Présenté en avant-première à l’occasion de la toute première édition du FESTIFF à l’Isle-sur-la-Sorgue, le nouveau long-métrage de Jean-Luc Gaget, Une fille en or, a été chaleureusement applaudi par le public.
C’est l’histoire d’un amour des contraires, un conte à la fois tendre et drôle que nous livre, presque par surprise, le réalisateur. Pour son deuxième long-métrage – après J’ai tué Clémence Acéra en 2001 –, le cinéaste, bien connu pour son talent de scénariste, nous emmène aux antipodes de son premier film, un thriller psychologique sombre.

Il s’empare ici de la comédie romantique avec sa touche personnelle : douceur et humour loufoque. Le jour où Clémence (Pauline Clément, de la Comédie-Française) prend conscience que personne ne l’a jamais vraiment admirée, son père meurt. Petite sœur d’une aînée aussi belle que brillante, maladroite et un peu perdue dans sa vie, Clémence n’a d’autre choix que de reconstruire une estime de soi qu’elle ne soupçonnait pas si fragile. Le destin met alors sur son chemin son nouveau patron, Paul (Arthur Dupont), surnommé « Paul Pot » en raison de son comportement tyrannique.

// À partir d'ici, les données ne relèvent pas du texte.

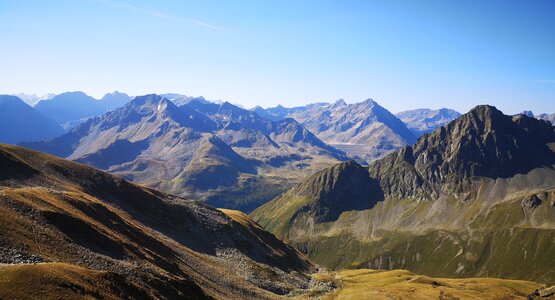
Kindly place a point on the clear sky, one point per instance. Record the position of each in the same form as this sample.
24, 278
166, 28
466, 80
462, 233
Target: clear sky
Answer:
403, 54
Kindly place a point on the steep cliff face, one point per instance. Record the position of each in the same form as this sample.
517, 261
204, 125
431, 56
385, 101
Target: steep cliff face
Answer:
443, 207
221, 154
483, 143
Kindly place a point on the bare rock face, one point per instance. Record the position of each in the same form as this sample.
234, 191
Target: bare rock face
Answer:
364, 130
482, 143
532, 202
421, 121
477, 193
221, 154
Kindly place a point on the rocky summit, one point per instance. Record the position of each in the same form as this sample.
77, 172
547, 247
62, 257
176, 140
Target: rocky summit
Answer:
475, 197
221, 154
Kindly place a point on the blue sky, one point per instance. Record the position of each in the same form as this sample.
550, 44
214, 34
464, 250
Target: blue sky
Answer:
403, 54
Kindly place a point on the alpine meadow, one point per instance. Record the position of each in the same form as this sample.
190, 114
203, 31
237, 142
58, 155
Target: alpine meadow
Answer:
277, 149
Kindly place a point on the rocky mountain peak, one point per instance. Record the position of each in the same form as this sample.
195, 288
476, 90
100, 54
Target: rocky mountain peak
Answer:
482, 143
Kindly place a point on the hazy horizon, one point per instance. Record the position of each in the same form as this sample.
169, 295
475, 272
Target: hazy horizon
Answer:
402, 54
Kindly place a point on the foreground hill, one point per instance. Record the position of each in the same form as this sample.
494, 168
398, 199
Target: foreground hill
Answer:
19, 122
364, 130
401, 284
217, 153
95, 234
473, 198
425, 120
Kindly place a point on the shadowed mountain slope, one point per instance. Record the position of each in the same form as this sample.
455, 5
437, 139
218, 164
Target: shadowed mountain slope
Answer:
88, 226
424, 120
217, 153
19, 122
475, 197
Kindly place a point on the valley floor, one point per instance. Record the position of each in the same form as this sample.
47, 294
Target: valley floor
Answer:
402, 284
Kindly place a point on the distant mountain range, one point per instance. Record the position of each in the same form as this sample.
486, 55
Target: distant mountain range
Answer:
424, 120
364, 130
72, 108
475, 197
19, 122
219, 153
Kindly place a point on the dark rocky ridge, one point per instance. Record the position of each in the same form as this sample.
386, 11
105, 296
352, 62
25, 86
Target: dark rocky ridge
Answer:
482, 143
478, 193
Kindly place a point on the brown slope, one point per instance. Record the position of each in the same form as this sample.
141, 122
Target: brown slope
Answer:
54, 210
474, 198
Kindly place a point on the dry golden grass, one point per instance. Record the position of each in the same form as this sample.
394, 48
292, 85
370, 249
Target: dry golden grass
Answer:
60, 281
401, 284
237, 216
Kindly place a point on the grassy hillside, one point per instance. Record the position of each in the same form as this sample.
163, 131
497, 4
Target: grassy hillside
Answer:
106, 237
401, 284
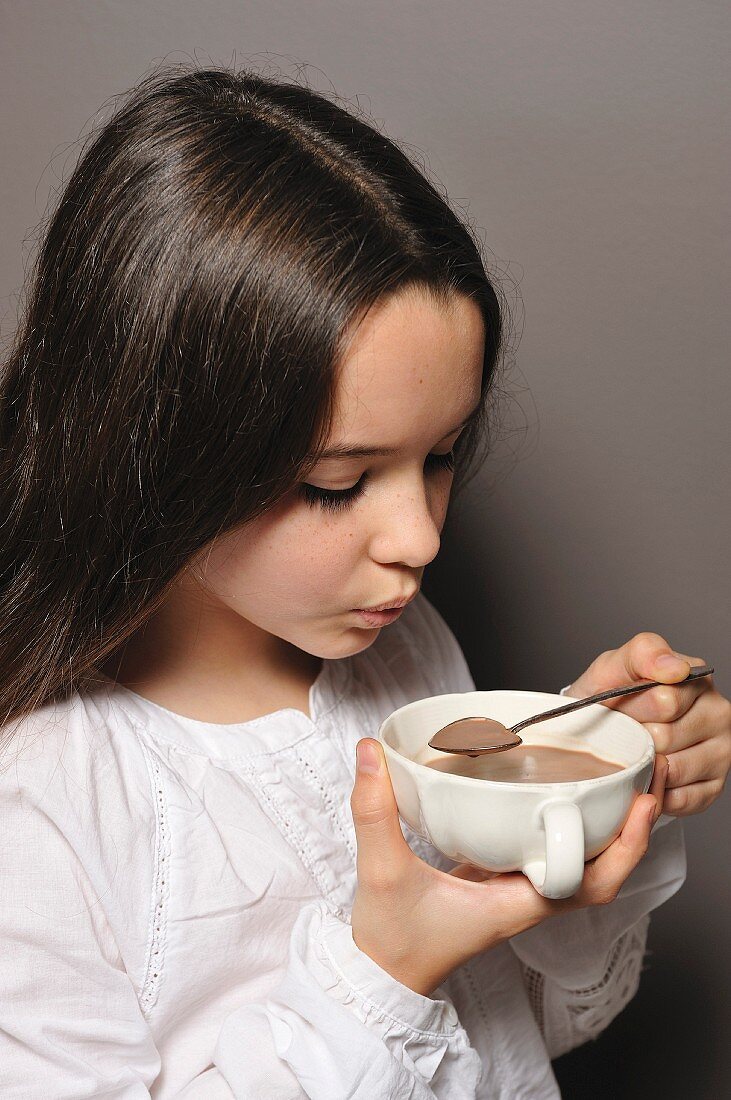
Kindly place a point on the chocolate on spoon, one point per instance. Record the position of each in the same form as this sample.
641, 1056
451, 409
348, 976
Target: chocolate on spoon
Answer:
476, 735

Deux mondes que tout oppose.
Tout commence dans un groupe de parole. Dans une salle triste à mourir, aux murs blancs, un coach anime une séance avec quelques « brebis égarées » en quête d’un peu de confiance en elles. Parmi elles, la grande rouquine au visage long et anguleux esquisse de petits sourires gênés. La question du coach tombe sur elle : « Et vous, Clémence, qui vous a un jour admirée ? » …Depuis l’enfance, celle que son père surnommait affectueusement sa « petite numéro 2 » et qu’il oubliait de remercier lors de son discours d’anniversaire, n’a jamais vraiment trouvé sa place. Études inachevées, petits boulots précaires, chômage…

Aujourd’hui, son appartement est envahi depuis trois ans par un colocataire artiste, fantasque et égocentrique, qui couche avec elle quand cela l’arrange. Mais cette grande question de l’admiration va devenir le point de départ d’une quête personnelle et d’un amour inattendu. Clémence se souvient alors de la seule personne qui l’ait jamais admirée : Quentin (Quentin Dolmaire, parfait), son camarade de CM2.

Il y a quelque chose de magique dans la réalisation de Jean-Luc Gaget : ce conte aux personnages si caricaturaux fonctionne pourtant à merveille.
Chaque personnage est délicieusement « trop », poussé au superlatif, à l’image des dizaines – voire des centaines – de post-it que Paul le tyran colle partout dans les parties communes de l’immeuble de la sœur aînée de Clémence, Bianca, pour se plaindre du bruit, des poussettes qui traînent… De tout !

Un conte où l’on ne s’étonne même pas qu’un voyant prédise à Paul qu’il va rencontrer la prochaine femme de sa vie au sein de son entreprise, qu’elle adore jouer au Scrabble et qu’elle a eu « un zona au niveau des parties intimes et qu’elle aurait mieux fait de porter une jupe pour que ça la démange moins ». Avec Une fille en or, Jean-Luc Gaget nous offre une grande scène de théâtre sur grand écran : tendre, drôle et délicieusement excentrique.